The Coast Guard ALJ in this case, George J. Jordan, was previously the chief administrator of the Coast Guard ALJ office and legal advisor to the Chief Coast Guard ALJ. He was named as a defendant along with the Chief ALJ and others in three related lawsuits (Dresser v. Ingolia, Elsik v. Ingolia, and Rogers v. Ingolia) brought by mariners who were the subject of Coast Guard enforcement actions.

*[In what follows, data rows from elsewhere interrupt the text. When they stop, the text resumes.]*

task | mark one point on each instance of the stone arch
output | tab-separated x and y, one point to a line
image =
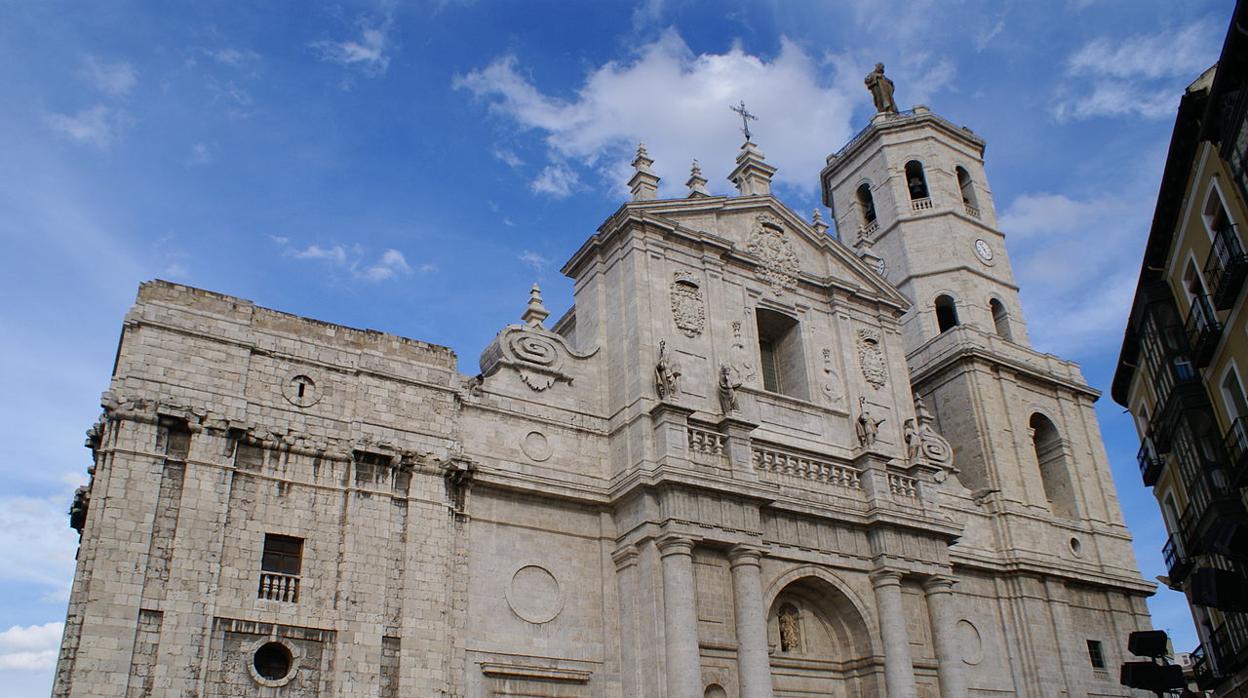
828	646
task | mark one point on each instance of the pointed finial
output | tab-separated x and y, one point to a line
697	182
644	182
816	221
536	312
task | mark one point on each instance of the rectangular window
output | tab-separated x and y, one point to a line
283	555
1095	654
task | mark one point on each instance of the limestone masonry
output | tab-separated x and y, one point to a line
750	461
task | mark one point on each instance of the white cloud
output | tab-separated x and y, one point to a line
30	647
97	125
619	104
367	51
1135	76
537	261
355	260
557	180
114	79
508	157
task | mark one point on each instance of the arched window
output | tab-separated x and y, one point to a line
1000	319
915	180
866	204
946	312
969	200
1053	472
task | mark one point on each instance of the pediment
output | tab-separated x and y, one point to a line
784	249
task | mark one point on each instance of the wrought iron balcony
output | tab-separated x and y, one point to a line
1226	267
1150	462
1177	563
1203	330
1237	451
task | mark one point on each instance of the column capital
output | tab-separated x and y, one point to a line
744	555
625	557
886	577
939	584
670	545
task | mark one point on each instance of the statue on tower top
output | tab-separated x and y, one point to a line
881	90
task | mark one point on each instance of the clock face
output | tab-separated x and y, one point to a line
984	250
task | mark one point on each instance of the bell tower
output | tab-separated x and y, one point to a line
909	194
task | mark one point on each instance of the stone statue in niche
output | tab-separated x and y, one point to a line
790	628
881	90
688	309
831	380
871	357
728	385
867	427
667	373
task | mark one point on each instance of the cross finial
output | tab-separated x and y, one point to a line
745	119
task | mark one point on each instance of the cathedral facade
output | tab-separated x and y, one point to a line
751	460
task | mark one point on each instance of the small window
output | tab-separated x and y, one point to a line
1096	654
866	204
283	555
780	353
1000	319
916	182
946	314
967	187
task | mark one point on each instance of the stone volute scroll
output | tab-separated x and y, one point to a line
667	373
537	353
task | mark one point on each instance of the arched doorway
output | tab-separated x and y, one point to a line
820	643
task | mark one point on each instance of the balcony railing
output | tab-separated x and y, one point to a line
1237	451
1203	330
278	587
1150	462
1177	563
1226	266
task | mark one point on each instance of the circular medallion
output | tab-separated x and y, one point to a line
534	594
536	446
984	250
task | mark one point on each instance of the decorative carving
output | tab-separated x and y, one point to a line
871	357
688	307
667	373
534	594
922	442
728	383
833	387
780	262
867	427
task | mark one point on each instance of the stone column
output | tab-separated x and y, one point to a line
680	616
899	671
753	663
940	611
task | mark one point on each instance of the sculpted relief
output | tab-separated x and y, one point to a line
688	307
779	264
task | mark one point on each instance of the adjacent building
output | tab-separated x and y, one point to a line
1181	372
750	461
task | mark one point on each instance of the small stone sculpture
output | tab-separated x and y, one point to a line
881	90
728	385
867	426
667	373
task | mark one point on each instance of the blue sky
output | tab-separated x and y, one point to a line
412	167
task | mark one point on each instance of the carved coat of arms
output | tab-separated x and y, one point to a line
780	264
688	307
871	358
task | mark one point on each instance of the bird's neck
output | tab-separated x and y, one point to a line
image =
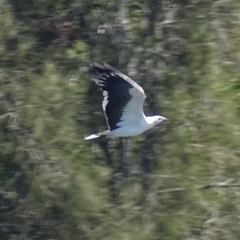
150	120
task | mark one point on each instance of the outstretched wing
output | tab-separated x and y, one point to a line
123	98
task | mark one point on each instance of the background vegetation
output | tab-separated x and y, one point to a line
185	179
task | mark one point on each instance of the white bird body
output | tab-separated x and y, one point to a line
122	104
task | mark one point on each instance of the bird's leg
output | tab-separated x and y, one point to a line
125	156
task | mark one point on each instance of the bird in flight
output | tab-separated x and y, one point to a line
122	103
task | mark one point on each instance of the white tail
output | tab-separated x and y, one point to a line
97	135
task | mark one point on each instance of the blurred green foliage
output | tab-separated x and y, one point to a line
184	182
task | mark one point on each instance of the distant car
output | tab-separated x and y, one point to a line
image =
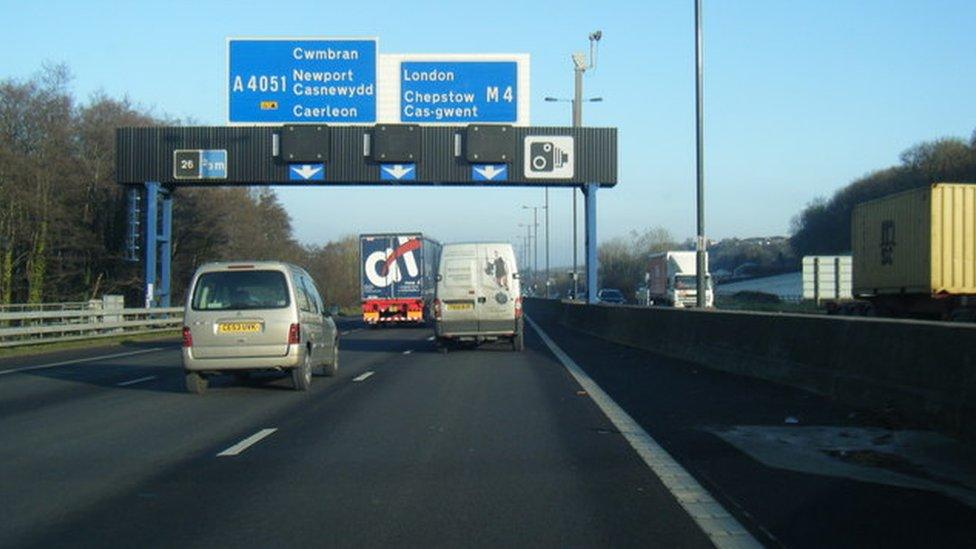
611	295
262	315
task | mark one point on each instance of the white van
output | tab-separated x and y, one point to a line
261	315
478	297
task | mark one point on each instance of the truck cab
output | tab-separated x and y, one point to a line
672	280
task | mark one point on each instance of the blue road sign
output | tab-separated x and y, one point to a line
458	91
306	172
398	172
296	81
489	172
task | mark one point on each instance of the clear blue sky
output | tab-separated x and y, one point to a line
801	96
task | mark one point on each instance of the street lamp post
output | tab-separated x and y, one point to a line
579	67
528	245
535	225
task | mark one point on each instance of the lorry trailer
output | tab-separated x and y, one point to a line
914	252
397	277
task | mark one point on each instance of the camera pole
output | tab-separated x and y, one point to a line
700	243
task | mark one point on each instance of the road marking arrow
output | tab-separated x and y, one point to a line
306	170
398	170
489	172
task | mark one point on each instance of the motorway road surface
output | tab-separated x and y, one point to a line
411	447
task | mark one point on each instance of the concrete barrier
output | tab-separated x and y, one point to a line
924	370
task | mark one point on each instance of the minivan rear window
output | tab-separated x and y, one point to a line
240	290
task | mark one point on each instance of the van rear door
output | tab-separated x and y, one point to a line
241	313
457	293
497	288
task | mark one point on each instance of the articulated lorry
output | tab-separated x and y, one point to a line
672	280
915	254
397	274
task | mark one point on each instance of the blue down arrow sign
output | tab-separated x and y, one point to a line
489	172
306	172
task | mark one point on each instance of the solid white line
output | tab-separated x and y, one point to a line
720	526
134	381
79	361
362	377
246	443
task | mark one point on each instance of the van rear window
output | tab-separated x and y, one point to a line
240	290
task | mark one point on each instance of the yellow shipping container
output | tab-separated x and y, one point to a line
921	241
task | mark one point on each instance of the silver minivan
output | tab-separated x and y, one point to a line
253	316
478	296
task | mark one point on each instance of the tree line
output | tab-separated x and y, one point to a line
824	226
63	216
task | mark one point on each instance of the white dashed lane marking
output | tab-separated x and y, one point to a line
247	443
134	381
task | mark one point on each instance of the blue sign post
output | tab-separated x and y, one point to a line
301	81
459	91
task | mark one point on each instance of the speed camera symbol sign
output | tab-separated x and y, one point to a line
549	157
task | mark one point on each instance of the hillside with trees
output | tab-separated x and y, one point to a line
62	215
824	226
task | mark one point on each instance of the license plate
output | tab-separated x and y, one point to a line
238	327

The plaintiffs alleged that “Coast Guard administrative law judges, clerks, and other staff [including Jordan] conspired to ‘fix’ administrative proceedings.”
In 2009, while those cases against him and his colleagues were pending, Jordan was shifted to the Social Security Administration, where he was appointed an ALJ for that agency. In 2010, after all three cases against him had been dismissed (on jurisdictional and immunity grounds which were eventually upheld by Circuit Courts, without fact-finding on the substantive allegations), Jordan returned to the Coast Guard and was appointed as a Coast Guard ALJ, a promotion from his former position as an advisor and administrator for the ALJs. At the time, some maritime lawyers specializing in practice before Coast Guard ALJs complained that Jordan’s appointment as an ALJ showed at least the appearance of a lack of concern by the Coast Guard for the probity of its ALJs and the integrity of their proceedings.